Jensen: You’ve said that one problem with Western culture is its use of the verb to be.
Prechtel: When I was a child, I spoke a Pueblo language called Keres, which doesn’t have the verb to be. It was basically a language of adjectives. One of the secrets of my ability to survive and thrive in Santiago Atitlán was that the Tzutujil language, too, has no verb to be. Tzutujil is a language of carrying and belonging, not a language of being. Without to be, there’s no sense that something is absolutely this or that. If two people argue, they’re said to be “split,” like firewood, but both sides are still of the same substance. Some of the rights and wrongs that nations have fought and died to defend or obtain are not even relevant concepts to traditional Tzutujil. This isn’t because the Tzutujil are somehow too “primitive” to understand right and wrong, but because their lives aren’t based on absolute states or permanence. Mayans believe nothing will last on its own. That’s why their lives are oriented toward maintenance rather than creation.

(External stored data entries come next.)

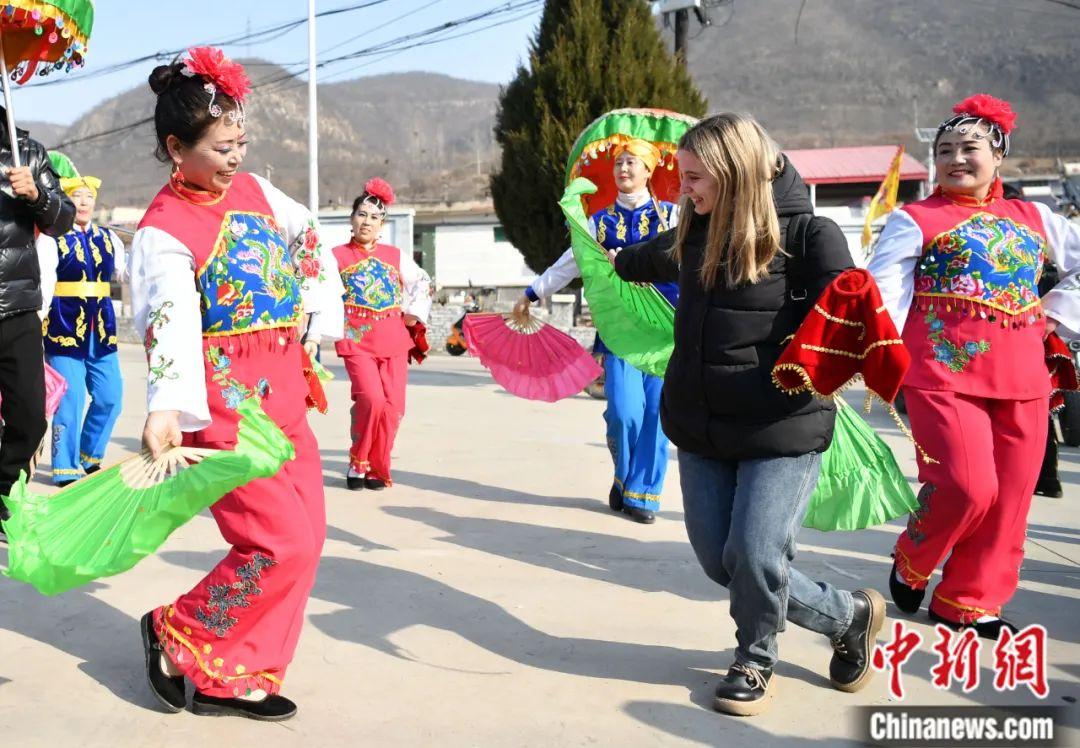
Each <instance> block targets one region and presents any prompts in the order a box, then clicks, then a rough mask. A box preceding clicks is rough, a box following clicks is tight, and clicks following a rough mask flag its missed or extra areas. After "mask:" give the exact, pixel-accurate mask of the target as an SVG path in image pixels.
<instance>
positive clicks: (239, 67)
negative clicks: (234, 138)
mask: <svg viewBox="0 0 1080 748" xmlns="http://www.w3.org/2000/svg"><path fill="white" fill-rule="evenodd" d="M180 72H181V73H184V74H185V76H187V77H188V78H194V77H195V76H199V77H200V78H202V79H203V80H204V81H206V84H205V85H204V86H203V87H204V89H205V90H206V93H208V94H210V106H208V109H210V113H211V117H214V118H219V117H221V115H222V114H225V115H226V117H227V118H228V120H229V121H230V122H232V123H233V124H237V123H240V124H241V125H243V123H244V120H245V119H246V118H245V114H244V97H245V96H247V94H249V93H251V91H252V82H251V81H249V80H248V78H247V73H246V72H244V66H243V65H241V64H240V63H233V62H232V60H231V59H229V58H228V57H226V56H225V53H224V52H221V51H220V50H218V49H216V47H213V46H193V47H191V49H190V50H188V57H187V59H185V60H184V67H183V68H180ZM219 91H220V92H221V93H224V94H227V95H228V96H229V97H230V98H231V99H232V100H233V101H235V103H237V108H235V109H231V110H229V111H228V112H226V111H225V110H224V109H221V105H219V104H217V93H218V92H219Z"/></svg>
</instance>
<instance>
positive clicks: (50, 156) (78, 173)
mask: <svg viewBox="0 0 1080 748" xmlns="http://www.w3.org/2000/svg"><path fill="white" fill-rule="evenodd" d="M49 161H50V162H52V164H53V171H54V172H56V174H57V176H59V178H60V179H76V178H78V177H79V176H81V175H80V174H79V169H77V168H76V167H75V164H73V163H71V159H69V158H67V157H66V155H65V154H63V153H60V152H59V151H49Z"/></svg>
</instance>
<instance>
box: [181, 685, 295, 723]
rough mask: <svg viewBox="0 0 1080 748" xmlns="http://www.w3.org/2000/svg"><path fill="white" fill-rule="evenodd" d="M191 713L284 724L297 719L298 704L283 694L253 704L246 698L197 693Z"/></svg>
mask: <svg viewBox="0 0 1080 748" xmlns="http://www.w3.org/2000/svg"><path fill="white" fill-rule="evenodd" d="M191 711H192V712H193V713H195V715H199V716H200V717H246V718H247V719H249V720H258V721H260V722H283V721H285V720H287V719H292V718H293V717H296V704H294V703H293V702H291V701H289V699H287V698H285V697H284V696H282V695H281V694H273V695H270V696H267V697H266V698H264V699H262V701H259V702H251V701H247V699H245V698H218V697H217V696H207V695H206V694H204V693H200V692H199V691H195V695H194V696H193V697H192V698H191Z"/></svg>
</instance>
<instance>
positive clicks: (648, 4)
mask: <svg viewBox="0 0 1080 748" xmlns="http://www.w3.org/2000/svg"><path fill="white" fill-rule="evenodd" d="M529 53H530V54H529V66H528V67H527V68H526V67H519V68H518V70H517V74H516V76H515V78H514V80H513V81H511V82H510V84H509V85H508V86H507V87H505V89H504V90H503V91H502V94H501V96H500V99H499V110H498V113H497V115H496V127H495V135H496V139H497V140H498V142H499V145H500V146H501V147H502V164H501V169H500V171H499V172H498V173H496V174H492V175H491V196H492V199H494V202H495V210H496V213H497V214H498V216H499V220H500V221H501V222H502V226H503V228H504V229H505V231H507V237H508V239H509V240H510V241H511V242H512V243H513V244H514V246H516V247H517V248H518V249H521V250H522V253H523V254H524V255H525V261H526V262H527V263H528V266H529V267H530V268H531V269H532V270H534V271H536V272H540V271H542V270H543V269H544V268H546V267H548V266H549V264H551V262H553V261H554V260H555V258H557V257H558V256H559V255H561V254H562V253H563V251H564V250H565V249H566V247H567V246H568V245H569V239H568V233H567V230H566V225H565V220H564V218H563V214H562V212H561V210H559V208H558V205H557V202H558V199H559V198H561V196H562V195H563V189H564V187H565V185H564V183H563V177H564V168H565V166H566V159H567V158H568V157H569V154H570V148H571V147H572V146H573V141H575V139H576V138H577V137H578V135H579V134H580V133H581V131H582V130H584V127H585V126H586V125H589V123H591V122H592V121H593V120H595V119H596V118H597V117H600V115H602V114H604V113H606V112H608V111H611V110H612V109H621V108H624V107H657V108H660V109H671V110H674V111H678V112H683V113H686V114H692V115H696V117H701V115H702V114H703V113H704V111H705V100H704V99H703V98H702V96H701V94H700V93H699V92H698V90H697V87H696V86H694V85H693V83H692V82H691V81H690V77H689V74H688V73H687V72H686V70H684V69H683V68H680V67H678V66H677V65H676V64H675V60H674V57H673V56H672V55H671V54H670V53H669V52H667V50H666V47H665V45H664V42H663V40H662V39H661V37H660V32H659V30H658V29H657V26H656V22H654V19H653V17H652V13H651V12H650V10H649V3H648V2H646V1H645V0H548V2H546V3H545V5H544V11H543V15H542V17H541V19H540V26H539V28H538V30H537V35H536V38H535V39H534V40H532V42H531V45H530V50H529Z"/></svg>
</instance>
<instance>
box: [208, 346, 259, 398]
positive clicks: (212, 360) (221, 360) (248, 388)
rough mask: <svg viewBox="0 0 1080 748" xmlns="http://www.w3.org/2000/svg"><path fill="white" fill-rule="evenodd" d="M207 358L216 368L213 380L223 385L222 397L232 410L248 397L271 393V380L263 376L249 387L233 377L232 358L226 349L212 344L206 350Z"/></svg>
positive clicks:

“Belonging to” is as close to “being” as the Tzutujil language gets. One cannot say, “She is a mother,” for instance. In Tzutujil, you can only call someone a mother by saying whose mother she is, whom she belongs to. Likewise, one cannot say, “He is a shaman.” One says instead, “The way of tracking belongs to him.”
In order for modern Western culture to really take hold in Santiago Atitlán, the frustrated religious, business, and political leaders first had to undermine the language. Language is the glue that holds the layers of the Mayan universe together: the eloquence of the speech, the ancestral lifeline of the mythologies. The speech of the gods was in our very bones. But once the Westerners forced the verb to be upon our young, the whole archaic Mayan world disappeared into the jaws of the modern age.
In a culture with the verb to be, one is always concerned with identity. To determine who you are, you must also determine who you are not. In a culture based on belonging, however, you must bond with others. You are defined by where you stand and whom you stand with. The verb to be also reduces a language, taking away its adornment and beauty. But the language becomes more efficient. The verb to be is very efficient. It allows you to build things.
Rather than build things, Mayans cultivate a climate that allows for the possibility of their appearance, as for a fruit or a vine. They take care of things. In the past, when they built big monuments, it wasn’t, as in modern culture, to force the world to be a certain way, but rather to repay the world with a currency proportionate to the immense gifts the gods had given the people. Mayans don’t force the world to be what they want it to be: they make friends with it; they belong to life.
Jensen: You’ve spoken a lot today about the importance of maintenance. How does that relate to the Tzutujil practice of building flimsy houses?
Prechtel: In the village, people used to build their houses out of traditional materials, using no iron or lumber or nails, but the houses were magnificent. Many were sewn together out of bark and fiber. Like the house of the body, the house that a person sleeps in must be very beautiful and sturdy, but not so sturdy that it won’t fall apart after a while. If your house doesn’t fall apart, then there will be no reason to renew it. And it is this renewability that makes something valuable. The maintenance gives it meaning.
The secret of village togetherness and happiness has always been the generosity of the people, but the key to that generosity is inefficiency and decay. Because our village huts were not built to last very long, they had to be regularly renewed. To do this, villagers came together, at least once a year, to work on somebody’s hut. When your house was falling down, you invited all the folks over. The little kids ran around messing up what everybody was doing. The young women brought the water. The young men carried the stones. The older men told everybody what to do, and the older women told the older men that they weren’t doing it right. Once the house was back together again, everyone ate together, praised the house, laughed, and cried. In a few days, they moved on to the next house. In this way, each family’s place in the village was reestablished and remembered. This is how it always was.
Then the missionaries and the businessmen and the politicians brought in tin and lumber and sturdy houses. Now the houses last, but the relationships don’t.
In some ways, crises bring communities together. Even nowadays, if there’s a flood, or if somebody is going to put a highway through a neighborhood, people come together to solve the problem. Mayans don’t wait for a crisis to occur; they make a crisis. Their spirituality is based on choreographed disasters — otherwise known as rituals — in which everyone has to work together to remake their clothing, or each other’s houses, or the community, or the world. Everything has to be maintained because it was originally made so delicately that it eventually falls apart. It is the putting back together again, the renewing, that ultimately makes something strong. That is true of our houses, our language, our relationships.
It’s a fine balance, making something that is not so flimsy that it falls apart too soon, yet not so solid that it is permanent. It requires a sort of grace. We all want to make something that’s going to live beyond us, but that thing shouldn’t be a house, or some other physical object. It should be a village that can continue to maintain itself. That sort of constant renewal is the only permanence we should wish to attain.